A hidden room inside of a home in Argentina’s capital has revealed a trove of disturbing Nazi artifacts, including Swastika-covered toys and medical tools.
The roughly 75 items were uncovered at an art collector’s home during a raid by agents with the international police force, Interpol, on June 8, authorities said at a press conference on Monday.
During a search of the Buenos Aires property, authorities said the agents found a secret passageway behind a bookshelf that led to the room.
Authorities were shocked by the discovery at the press conference, Argentine Security Minister Patricia Bullrich said. “We are happy to be able to say that they are no longer circulating through sales or among collectors,” she added.
The many Swastika-decorated items recovered included a bust of Nazi leader Adolf Hitler, daggers, as well as an hourglass and a box of harmonicas. There were also medical tools to measure physical characteristics, such as head shape, and children’s toys that featured Nazi flags and other imagery.
Photos accompanying some of the items also reportedly appeared to show Hitler holding them. One of the items pictured was a magnifying glass that was included in the home’s secret stash, Nestor Roncaglia, head of Argentina’s federal police, told The Associated Press.
“This is a way to commercialize them, showing that they were used by the horror, by the fuhrer.
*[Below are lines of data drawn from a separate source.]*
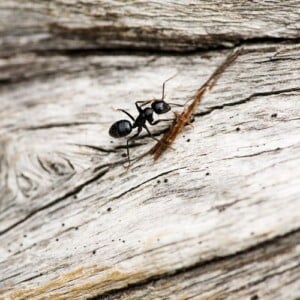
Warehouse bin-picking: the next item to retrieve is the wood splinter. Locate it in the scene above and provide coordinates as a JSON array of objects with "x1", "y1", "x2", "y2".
[{"x1": 149, "y1": 48, "x2": 243, "y2": 160}]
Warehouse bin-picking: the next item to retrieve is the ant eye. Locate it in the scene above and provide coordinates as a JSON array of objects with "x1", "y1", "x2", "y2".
[
  {"x1": 109, "y1": 120, "x2": 132, "y2": 138},
  {"x1": 152, "y1": 101, "x2": 171, "y2": 114}
]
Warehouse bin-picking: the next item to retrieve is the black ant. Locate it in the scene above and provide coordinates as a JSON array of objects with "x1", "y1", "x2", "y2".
[{"x1": 109, "y1": 75, "x2": 181, "y2": 166}]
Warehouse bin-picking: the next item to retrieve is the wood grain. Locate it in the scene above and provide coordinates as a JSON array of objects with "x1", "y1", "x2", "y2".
[
  {"x1": 103, "y1": 230, "x2": 300, "y2": 300},
  {"x1": 0, "y1": 43, "x2": 300, "y2": 299},
  {"x1": 0, "y1": 1, "x2": 300, "y2": 55}
]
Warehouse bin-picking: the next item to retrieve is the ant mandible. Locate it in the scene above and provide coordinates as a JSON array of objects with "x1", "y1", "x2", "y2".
[{"x1": 109, "y1": 75, "x2": 180, "y2": 166}]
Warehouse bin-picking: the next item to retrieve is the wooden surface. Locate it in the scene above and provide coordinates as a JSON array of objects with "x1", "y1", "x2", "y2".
[
  {"x1": 0, "y1": 1, "x2": 300, "y2": 54},
  {"x1": 0, "y1": 1, "x2": 300, "y2": 300}
]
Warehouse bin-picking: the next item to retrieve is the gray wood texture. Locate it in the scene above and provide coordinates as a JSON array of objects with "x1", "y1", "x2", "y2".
[
  {"x1": 0, "y1": 1, "x2": 300, "y2": 300},
  {"x1": 0, "y1": 1, "x2": 300, "y2": 54}
]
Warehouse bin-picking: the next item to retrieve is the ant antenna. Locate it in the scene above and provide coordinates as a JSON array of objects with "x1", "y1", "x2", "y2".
[{"x1": 161, "y1": 72, "x2": 178, "y2": 100}]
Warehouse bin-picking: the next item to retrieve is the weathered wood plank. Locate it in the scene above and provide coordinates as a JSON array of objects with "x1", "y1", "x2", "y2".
[
  {"x1": 103, "y1": 230, "x2": 300, "y2": 300},
  {"x1": 0, "y1": 43, "x2": 299, "y2": 299},
  {"x1": 0, "y1": 1, "x2": 300, "y2": 55}
]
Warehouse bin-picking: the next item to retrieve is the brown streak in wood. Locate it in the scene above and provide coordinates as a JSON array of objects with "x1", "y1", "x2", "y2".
[
  {"x1": 7, "y1": 266, "x2": 153, "y2": 300},
  {"x1": 8, "y1": 266, "x2": 100, "y2": 299},
  {"x1": 150, "y1": 48, "x2": 243, "y2": 160}
]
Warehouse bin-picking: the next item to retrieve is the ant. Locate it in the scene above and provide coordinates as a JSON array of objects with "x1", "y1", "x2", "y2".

There are photos of him with the objects,” Bullrich told the AP.
All of the items will be donated to the city’s museum to remembering the Holocaust, Bullrich said.
Claudio Avruj, Argentina’s minister of human rights and cultural pluralism, hoped that by removing the items from the market it will help abolish some of this dark era’s lingering mementos that people try to profit from.
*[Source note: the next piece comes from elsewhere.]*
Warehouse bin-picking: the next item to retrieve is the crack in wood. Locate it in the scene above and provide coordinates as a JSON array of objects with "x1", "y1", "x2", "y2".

“These facts show that the Holocaust did not end with the passage of time because there are people who try to keep this policy of death, discrimination and hatred alive,” he told Newsweek.
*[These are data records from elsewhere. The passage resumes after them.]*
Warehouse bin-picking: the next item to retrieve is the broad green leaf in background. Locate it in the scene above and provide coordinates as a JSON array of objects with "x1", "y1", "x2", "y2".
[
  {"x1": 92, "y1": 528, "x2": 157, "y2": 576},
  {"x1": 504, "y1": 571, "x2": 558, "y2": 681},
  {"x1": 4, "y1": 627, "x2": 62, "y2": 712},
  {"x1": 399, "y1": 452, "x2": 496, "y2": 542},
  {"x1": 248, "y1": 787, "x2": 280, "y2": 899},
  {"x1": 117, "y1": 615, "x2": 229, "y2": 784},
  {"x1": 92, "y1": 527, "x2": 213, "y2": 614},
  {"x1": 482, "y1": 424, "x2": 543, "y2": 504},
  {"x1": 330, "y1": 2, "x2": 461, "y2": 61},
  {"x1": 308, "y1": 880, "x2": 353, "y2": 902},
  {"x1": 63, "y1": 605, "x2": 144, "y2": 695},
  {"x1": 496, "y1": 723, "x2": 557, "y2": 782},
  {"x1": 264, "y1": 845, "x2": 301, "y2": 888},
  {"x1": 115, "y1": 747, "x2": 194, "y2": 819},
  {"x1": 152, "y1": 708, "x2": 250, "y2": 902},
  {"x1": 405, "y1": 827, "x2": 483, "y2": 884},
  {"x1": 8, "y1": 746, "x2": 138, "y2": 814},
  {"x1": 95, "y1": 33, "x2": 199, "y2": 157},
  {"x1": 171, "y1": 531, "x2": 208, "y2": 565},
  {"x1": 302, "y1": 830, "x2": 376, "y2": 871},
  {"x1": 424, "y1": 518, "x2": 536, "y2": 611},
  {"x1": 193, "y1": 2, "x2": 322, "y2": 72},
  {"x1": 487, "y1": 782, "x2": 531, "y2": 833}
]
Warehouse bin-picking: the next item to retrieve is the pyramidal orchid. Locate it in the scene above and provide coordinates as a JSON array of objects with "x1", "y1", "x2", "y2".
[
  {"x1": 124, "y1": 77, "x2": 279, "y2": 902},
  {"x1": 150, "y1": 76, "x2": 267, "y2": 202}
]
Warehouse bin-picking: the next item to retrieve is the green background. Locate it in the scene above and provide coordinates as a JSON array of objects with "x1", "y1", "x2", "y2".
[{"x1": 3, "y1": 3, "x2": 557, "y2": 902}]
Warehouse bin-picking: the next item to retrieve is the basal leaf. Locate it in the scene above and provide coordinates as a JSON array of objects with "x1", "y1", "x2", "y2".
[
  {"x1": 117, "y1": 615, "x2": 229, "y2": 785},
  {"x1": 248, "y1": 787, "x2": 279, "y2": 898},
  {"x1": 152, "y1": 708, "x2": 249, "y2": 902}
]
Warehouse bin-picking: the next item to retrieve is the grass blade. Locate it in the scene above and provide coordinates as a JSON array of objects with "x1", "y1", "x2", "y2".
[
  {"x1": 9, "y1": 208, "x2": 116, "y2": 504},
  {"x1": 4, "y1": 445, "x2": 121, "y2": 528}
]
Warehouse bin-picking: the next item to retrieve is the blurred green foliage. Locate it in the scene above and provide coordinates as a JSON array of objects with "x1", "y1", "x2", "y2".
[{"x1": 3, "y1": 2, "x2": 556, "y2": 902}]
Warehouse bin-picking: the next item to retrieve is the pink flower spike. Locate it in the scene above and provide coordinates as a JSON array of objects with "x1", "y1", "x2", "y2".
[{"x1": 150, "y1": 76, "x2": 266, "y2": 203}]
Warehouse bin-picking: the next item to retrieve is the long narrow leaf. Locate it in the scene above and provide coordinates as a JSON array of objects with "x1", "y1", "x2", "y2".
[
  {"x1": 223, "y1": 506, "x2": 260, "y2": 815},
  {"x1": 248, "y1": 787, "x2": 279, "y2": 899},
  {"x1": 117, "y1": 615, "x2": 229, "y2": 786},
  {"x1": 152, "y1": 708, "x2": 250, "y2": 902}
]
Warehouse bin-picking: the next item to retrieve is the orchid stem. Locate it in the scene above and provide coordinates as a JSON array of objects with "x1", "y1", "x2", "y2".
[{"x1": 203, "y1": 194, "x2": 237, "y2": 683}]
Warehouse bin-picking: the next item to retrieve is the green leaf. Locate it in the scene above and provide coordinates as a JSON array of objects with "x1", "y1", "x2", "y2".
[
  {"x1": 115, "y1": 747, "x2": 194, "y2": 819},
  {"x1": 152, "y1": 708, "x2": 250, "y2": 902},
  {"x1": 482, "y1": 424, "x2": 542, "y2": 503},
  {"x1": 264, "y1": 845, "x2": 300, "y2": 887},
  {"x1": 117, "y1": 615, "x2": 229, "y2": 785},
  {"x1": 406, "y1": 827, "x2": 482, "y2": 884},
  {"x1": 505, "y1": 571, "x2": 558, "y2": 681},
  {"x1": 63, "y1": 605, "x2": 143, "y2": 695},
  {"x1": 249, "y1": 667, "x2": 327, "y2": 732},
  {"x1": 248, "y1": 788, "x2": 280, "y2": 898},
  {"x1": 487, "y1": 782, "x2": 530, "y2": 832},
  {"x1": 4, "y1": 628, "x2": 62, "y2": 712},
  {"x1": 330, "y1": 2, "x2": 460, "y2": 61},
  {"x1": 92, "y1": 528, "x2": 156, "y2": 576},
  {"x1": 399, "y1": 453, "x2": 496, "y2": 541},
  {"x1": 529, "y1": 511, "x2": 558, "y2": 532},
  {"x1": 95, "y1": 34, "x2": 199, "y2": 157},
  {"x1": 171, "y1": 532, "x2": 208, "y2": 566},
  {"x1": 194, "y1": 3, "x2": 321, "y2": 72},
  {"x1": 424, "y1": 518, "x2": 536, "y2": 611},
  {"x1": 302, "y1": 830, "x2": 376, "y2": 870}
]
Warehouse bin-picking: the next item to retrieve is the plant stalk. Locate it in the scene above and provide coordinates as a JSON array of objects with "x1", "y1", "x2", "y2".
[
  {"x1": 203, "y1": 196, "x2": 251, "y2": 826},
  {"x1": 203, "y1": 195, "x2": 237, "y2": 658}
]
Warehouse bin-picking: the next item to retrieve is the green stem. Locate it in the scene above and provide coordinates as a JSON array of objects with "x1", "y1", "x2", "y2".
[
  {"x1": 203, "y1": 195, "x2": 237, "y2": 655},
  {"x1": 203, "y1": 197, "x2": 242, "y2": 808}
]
The home’s collector has not been identified and remains free though is under investigation by a federal judge, authorities said.
The search of the home came after authorities connected the individual to artworks “of illicit origin in a gallery” in northern Buenos Aires, the AP reported.
It’s not yet known how the items came into the art collector’s possession, though it’s speculated that they were smuggled overseas by fugitive Germans who fled to South America at the end of World War II, The New York Times reported.
Two of the most high-ranking Nazi officials were tracked down in the country, including Adolf Eichmann, who was one of the architects of the Holocaust, and doctor Josef Mengele, who carried out genetic research on humans.
Eichmann who was captured by Israeli intelligence agents in Buenos Aires in 1960 and later executed, while Mengele also lived for some years in Buenos Aires.